Find New Job Applicants With Transferable Skills
Job descriptions and requirements usually have the phrase “-- years of experience required/preferred” but have you ever thought about hiring someone without that experience? The recruitment market is tightening as unemployment falls and applicants have more opportunities to pursue. This is not to say that this strategy will translate to success in every role, but perhaps experience in a different field may open doors to exceptional people you would otherwise exclude. Often, many of those “must-have” skills that are transferable if you know where to look. Hiring someone who doesn’t necessarily fit the mold can be beneficial in many ways but know that it will take some risk and some work.
One great benefit of hiring someone from a different industry is getting a new perspective. A new perspective or point of view can be a great way to increase engagement and innovation. Because they haven’t learned the ins and outs of your company or your processes they might have new ideas or ways to increase productivity. New ideas help the team with effective problem solving and nurture creativity.
You want a diverse workforce, but of course, you can’t just advertise this to everyone and interview every applicant, you need to look for people who have transferable skills.
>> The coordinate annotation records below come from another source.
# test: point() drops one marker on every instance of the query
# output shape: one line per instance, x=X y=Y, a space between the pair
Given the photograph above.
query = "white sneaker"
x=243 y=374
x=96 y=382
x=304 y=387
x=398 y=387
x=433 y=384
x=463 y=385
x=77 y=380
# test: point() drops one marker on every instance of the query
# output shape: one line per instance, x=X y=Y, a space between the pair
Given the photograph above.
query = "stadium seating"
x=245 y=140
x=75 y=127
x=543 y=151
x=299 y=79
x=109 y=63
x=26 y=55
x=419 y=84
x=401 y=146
What are you really looking for, what direction is your business trying to grow in? Answering these questions takes a little more time when thinking of someone from a different industry. Talent Management used this great analogy about transferable skills for car sales, “Martin said he would rather hire someone who’s worked for Louis Vuitton than a former Toyota salesman, as those skills from a luxury brand could translate to luxury car sales.” The candidate would know how to sell luxury goods, not necessarily cars, but they would have skills that could be transferred. Some soft skills are transferable as well. Are they really good at problem-solving, or do they have a way of processing things that would be a really great fit? These people may demand a more rigorous training program, but you can teach them exactly how you like things done, rather than have them rely on habits and experience from the past.
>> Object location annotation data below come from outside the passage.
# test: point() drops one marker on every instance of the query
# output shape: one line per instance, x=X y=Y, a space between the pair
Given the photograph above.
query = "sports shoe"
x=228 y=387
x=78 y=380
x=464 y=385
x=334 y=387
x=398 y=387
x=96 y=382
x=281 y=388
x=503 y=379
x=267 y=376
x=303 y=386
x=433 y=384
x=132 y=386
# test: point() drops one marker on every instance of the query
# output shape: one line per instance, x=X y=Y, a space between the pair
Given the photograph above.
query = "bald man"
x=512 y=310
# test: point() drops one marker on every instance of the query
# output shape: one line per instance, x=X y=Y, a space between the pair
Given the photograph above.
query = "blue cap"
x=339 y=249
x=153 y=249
Increase Your Candidate Pool
When you recruit people with diverse backgrounds you also increase your candidate pool. This allows you to find great candidates that other companies in your industry may never see. If the candidate values diversity they will be more excited about the opportunity with a company that supports it.
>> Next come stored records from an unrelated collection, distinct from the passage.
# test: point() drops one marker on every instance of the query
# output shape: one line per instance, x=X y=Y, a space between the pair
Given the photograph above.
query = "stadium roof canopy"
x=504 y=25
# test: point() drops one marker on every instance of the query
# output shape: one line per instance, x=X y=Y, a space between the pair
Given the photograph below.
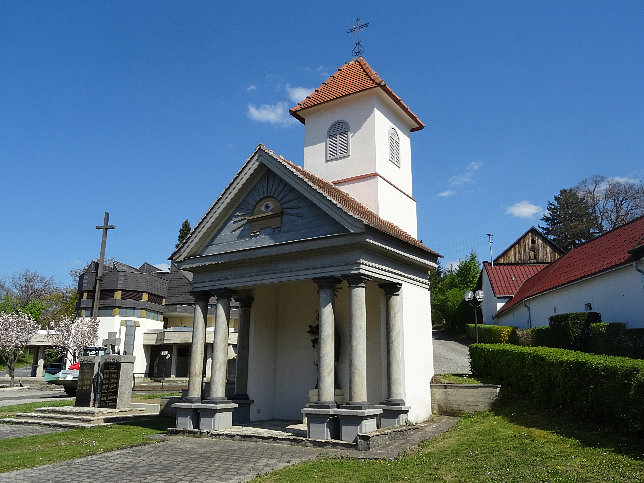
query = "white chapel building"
x=332 y=284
Connect with Your Customers
Having a diverse workforce allows you to better connect with your customers or consumers. Even though you may have a persona that you target, customer bases are usually diverse and varied. Having a diverse workforce means you can offer more to more people. This could mean many different things all of which would help you connect with more customers. Maybe now you can start offering a bilingual option or you can market to a new demographic. The more backgrounds you have in your company the more backgrounds you will be able to relate to in your customer base.